MSNBC host Lawrence O'Donnell argued in 2013 that Senate Democrats should resort to the nuclear option because they would never filibuster a Republican president's nominees.
When Democrats nuked the filibuster for executive branch nominations, Republicans warned that the power could be used later to push through their judicial nominations.
"If the Democrats are bent on changing the rules, then I say go ahead," Sen.
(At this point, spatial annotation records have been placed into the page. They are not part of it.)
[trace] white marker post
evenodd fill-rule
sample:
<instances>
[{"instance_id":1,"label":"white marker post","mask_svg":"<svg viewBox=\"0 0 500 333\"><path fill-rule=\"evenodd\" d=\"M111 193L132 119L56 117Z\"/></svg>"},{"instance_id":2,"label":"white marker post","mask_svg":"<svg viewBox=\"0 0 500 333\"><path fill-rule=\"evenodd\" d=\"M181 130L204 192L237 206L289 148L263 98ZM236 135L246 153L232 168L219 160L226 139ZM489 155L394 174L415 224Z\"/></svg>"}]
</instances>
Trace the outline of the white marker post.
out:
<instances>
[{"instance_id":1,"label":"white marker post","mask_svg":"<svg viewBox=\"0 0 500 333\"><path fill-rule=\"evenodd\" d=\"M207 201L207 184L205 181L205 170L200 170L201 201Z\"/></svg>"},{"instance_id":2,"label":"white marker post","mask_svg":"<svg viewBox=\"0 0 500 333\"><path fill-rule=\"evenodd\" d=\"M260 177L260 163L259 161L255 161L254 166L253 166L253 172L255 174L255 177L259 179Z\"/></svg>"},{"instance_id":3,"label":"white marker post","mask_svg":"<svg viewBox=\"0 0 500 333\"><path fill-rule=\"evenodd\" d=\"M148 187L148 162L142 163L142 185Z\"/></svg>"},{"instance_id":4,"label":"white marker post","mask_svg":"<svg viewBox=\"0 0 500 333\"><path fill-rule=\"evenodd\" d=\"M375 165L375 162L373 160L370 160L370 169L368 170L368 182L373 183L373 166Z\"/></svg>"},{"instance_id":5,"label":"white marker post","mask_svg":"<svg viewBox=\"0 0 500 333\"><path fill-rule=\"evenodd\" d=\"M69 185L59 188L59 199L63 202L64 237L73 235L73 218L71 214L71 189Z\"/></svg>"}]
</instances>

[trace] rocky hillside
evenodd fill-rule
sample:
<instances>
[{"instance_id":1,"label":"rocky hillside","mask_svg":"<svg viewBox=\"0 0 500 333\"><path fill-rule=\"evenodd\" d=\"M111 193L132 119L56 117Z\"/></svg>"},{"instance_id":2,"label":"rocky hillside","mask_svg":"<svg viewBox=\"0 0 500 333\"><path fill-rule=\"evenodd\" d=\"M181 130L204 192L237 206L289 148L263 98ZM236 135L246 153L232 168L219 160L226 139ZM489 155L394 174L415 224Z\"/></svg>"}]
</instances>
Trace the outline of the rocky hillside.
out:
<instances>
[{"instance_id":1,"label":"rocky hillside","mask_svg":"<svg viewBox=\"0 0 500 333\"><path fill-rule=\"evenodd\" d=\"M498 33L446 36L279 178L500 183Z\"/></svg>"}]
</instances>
Chuck Grassley (R., Iowa) said on the Senate floor. "There are a lot more Scalias and Thomases out there we'd love to put on the bench."
O'Donnell said in November 2013 that at first he agreed with Republican critics.
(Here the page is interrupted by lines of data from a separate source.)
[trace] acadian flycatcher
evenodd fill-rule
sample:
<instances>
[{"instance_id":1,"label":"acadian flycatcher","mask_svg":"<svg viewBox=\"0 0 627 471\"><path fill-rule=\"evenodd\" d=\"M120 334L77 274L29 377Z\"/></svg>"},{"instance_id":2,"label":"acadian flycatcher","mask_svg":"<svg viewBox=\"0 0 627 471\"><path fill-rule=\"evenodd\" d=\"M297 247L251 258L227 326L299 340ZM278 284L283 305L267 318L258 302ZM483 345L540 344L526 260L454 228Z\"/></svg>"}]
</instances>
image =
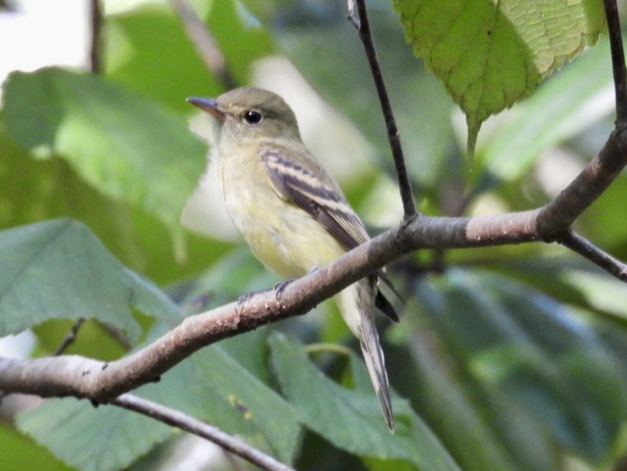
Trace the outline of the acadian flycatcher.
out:
<instances>
[{"instance_id":1,"label":"acadian flycatcher","mask_svg":"<svg viewBox=\"0 0 627 471\"><path fill-rule=\"evenodd\" d=\"M278 95L249 87L187 101L217 119L213 157L227 212L253 253L281 277L296 278L369 240L340 187L307 150L292 109ZM374 309L398 321L379 291L383 270L335 295L359 339L386 422L394 430L390 385Z\"/></svg>"}]
</instances>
"Like the traditionalists in the Senate, I was afraid of, OK, what happens when the other side has this power?" he argued in a clip first noted by Newsbusters' Rich Noyes.
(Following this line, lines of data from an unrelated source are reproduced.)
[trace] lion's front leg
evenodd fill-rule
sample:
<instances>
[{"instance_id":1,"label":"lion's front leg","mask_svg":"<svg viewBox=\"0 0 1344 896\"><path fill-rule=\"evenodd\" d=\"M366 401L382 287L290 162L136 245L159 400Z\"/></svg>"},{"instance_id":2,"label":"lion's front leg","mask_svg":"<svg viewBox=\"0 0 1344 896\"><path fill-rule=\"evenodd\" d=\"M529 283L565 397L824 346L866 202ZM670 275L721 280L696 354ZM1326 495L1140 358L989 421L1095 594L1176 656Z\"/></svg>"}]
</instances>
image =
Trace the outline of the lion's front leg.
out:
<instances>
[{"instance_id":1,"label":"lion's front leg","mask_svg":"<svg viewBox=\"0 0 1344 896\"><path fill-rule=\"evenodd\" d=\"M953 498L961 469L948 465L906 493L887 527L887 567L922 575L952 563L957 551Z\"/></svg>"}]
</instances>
"But I very recently came around ... to the realization that of course they have got to do this, because in fact, when the Republicans have power and the Republican presidency, the Democrats in the Senate would not be attempting to use the filibuster this way to that degree anyway," O'Donnell said. "So, they don't need that protection in the minority."
O'Donnell then said that if Republicans appointed another judge like the late Justice Antonin Scalia, they could expect to get a huge majority.
"Chuck Grassley on the Senate floor some days ago said, 'OK, if you guys do this, then when we get back in power, we're just going to confirm another Scalia,'" he recounted.
"And I realized, yeah, of course you are, because Scalia got 98 votes in the Senate," he continued. "The Democrats voted for Scalia, they did not filibuster Scalia."
In another interview with the Washington Post's Jonathan Capehart a week earlier in November 2013, the two men agreed that Democrats should weaken the filibuster because Republicans had no chance of winning the presidency in 2016.
"The likelihood of there being a Republican president is very, very, very, very slim," Capehart said. "Given what Republicans are doing now: angering, pissing off so many constituents."
"They will need to win the White House. The idea of a Republican president nominating another Thomas or another Scalia is–what's the word I am looking for–next to nothing," he argued.
"Yes, I'm willing to take that bet," O'Donnell agreed.
Over three years later, Senate Democrats, led by Minority Leader Chuck Schumer (D., N.Y.), have vowed to filibuster the nomination of Judge Neil Gorsuch, Republican President Donald Trump's pick for the Supreme Court.